Imagen manages to be unwatchable by trying and failing at both quality and coherency.

Pick one! (For another 6-18 months)

Gigacasting avatar

Phenaki is closed-source and nowhere near realistic — ~30% someone copies it and merges the meta layers or diffusion as post-processing

Very doable, just not clear who’s going to do it this soon (as they’d basically be ripping off the core architecture, >5 months before the ICLR conference where it will be discussed)

StephenMalina avatar
Stephen Malina
bought Ṁ10 of NO

Seeing phenaki, think there's a decent chance I'll lose on this one, but betting on it is useful as a way for me to track whether progress is (again) faster than I expect.

vluzko avatar

As of 2022-09-30 Make-A-Video does not resolve this question: none of the videos released are long enough. The quality is borderline as well and I would need to see more non cherry picked examples to decide.

There's no technical limitation preventing Make-A-Video from producing a 30 second output, so it's possible it will resolve this question yes once someone actually tries and publishes the result.

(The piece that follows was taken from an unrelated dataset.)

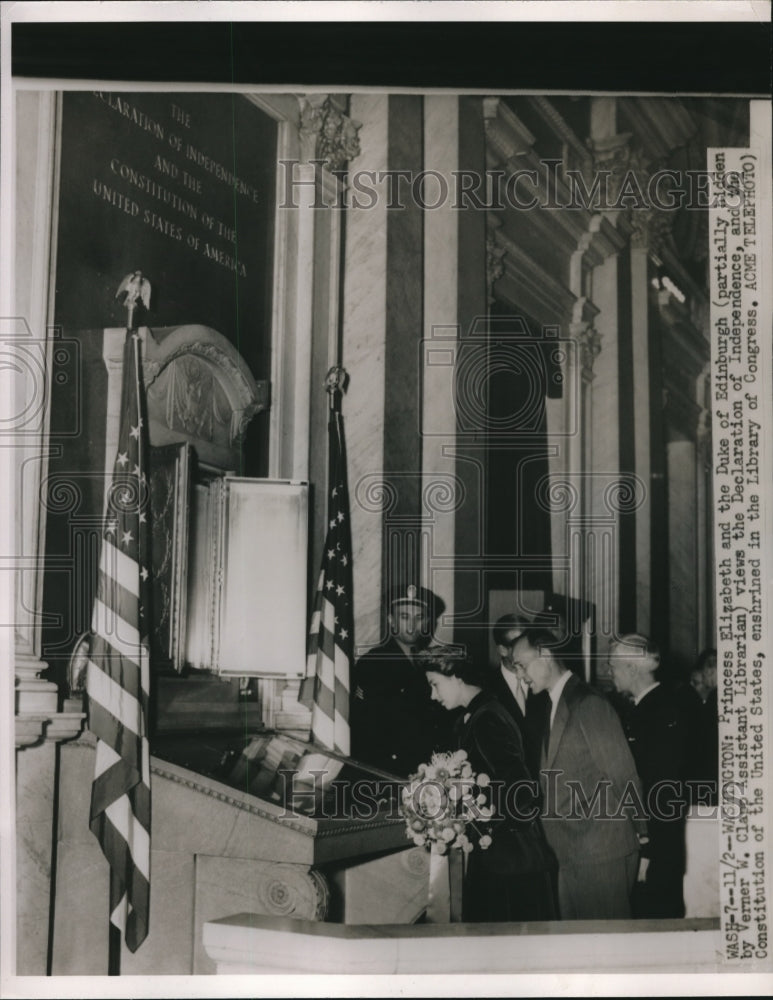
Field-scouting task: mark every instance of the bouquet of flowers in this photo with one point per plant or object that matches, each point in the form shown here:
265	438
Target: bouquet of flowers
442	803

AFAICT the paper doesn't directly state the scale of the models, although it suggests it's in the 1-10B parameters range. I would expect just scaling the model to remove most per-frame quality issues, and plausibly (~60%) hit the 30-second mark. AFAIK no one has measured scaling laws for T2V which is where most of my uncertainty is coming from.

VictorLevoso avatar
Victor Levoso
bought Ṁ100 of YES
vluzko avatar

@VictorLevoso Hmm. The quality is borderline as well, and the 2 minute video may be cherrypicked. I think this could resolve it, and a scaled up version almost certainly would, but I will not actually resolve until I see more long videos. (I am also going to have to go back and review the original DALL-E 2 images so my standards don't get warped by current image generation capabilities)

VictorLevoso avatar
Victor Levoso
is predicting YES at 54%

I don't think the meta thing counts and duno what you will count as good enough but expect to see multiple relevant papers soon.

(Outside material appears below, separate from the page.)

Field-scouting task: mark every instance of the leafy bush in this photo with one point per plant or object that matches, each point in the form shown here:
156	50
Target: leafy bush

More likely we'll have it by next year and market will resolve no but it's plausible by December.

On the other hand it seems likely that people will be working on and maybe have ready a good enough model but it won't come out until later.

Publications can lag months behind actual progress, though on the other hand conferences and a desire to one up meta can prompt people to show things early.

So I wouldn't be that surprised if we see a big model by someone else that looks like it's more than 3 months of progress fronm the meta paper, precisely because both things actually started months ago.

Also I've read somewhere that people will be getting H100 soon so maybe that will change things.

o avatar
Orpheus
bought Ṁ50 of YES

Now the open question of this market is on the video length

wasabipesto avatar
wasabipesto
bought Ṁ50 of YES
Gigacasting avatar
Gigacasting
bought Ṁ50 of NO

Bad GIFs to realistic video is not a 3/month process

Meta isn’t even replying to their own tweet with examples 🤔

ms avatar
Mikhail Samin
is predicting YES at 13%

https://makeavideo.studio/ I think 13% is too low

SamuelRichardson avatar
Samuel Richardson
is predicting NO at 12%
Looks like we're getting close to this: https://text2live.github.io/ I can't see any evidence that it outputs a >=30 second video though.
SamuelRichardson avatar
Samuel Richardson
bought Ṁ100 of NO
I haven't seen any mention of stable generation of AI imagery over time yet. DALL-E 2 works great for single images, but making the image stable over time to animate it? A whole other story!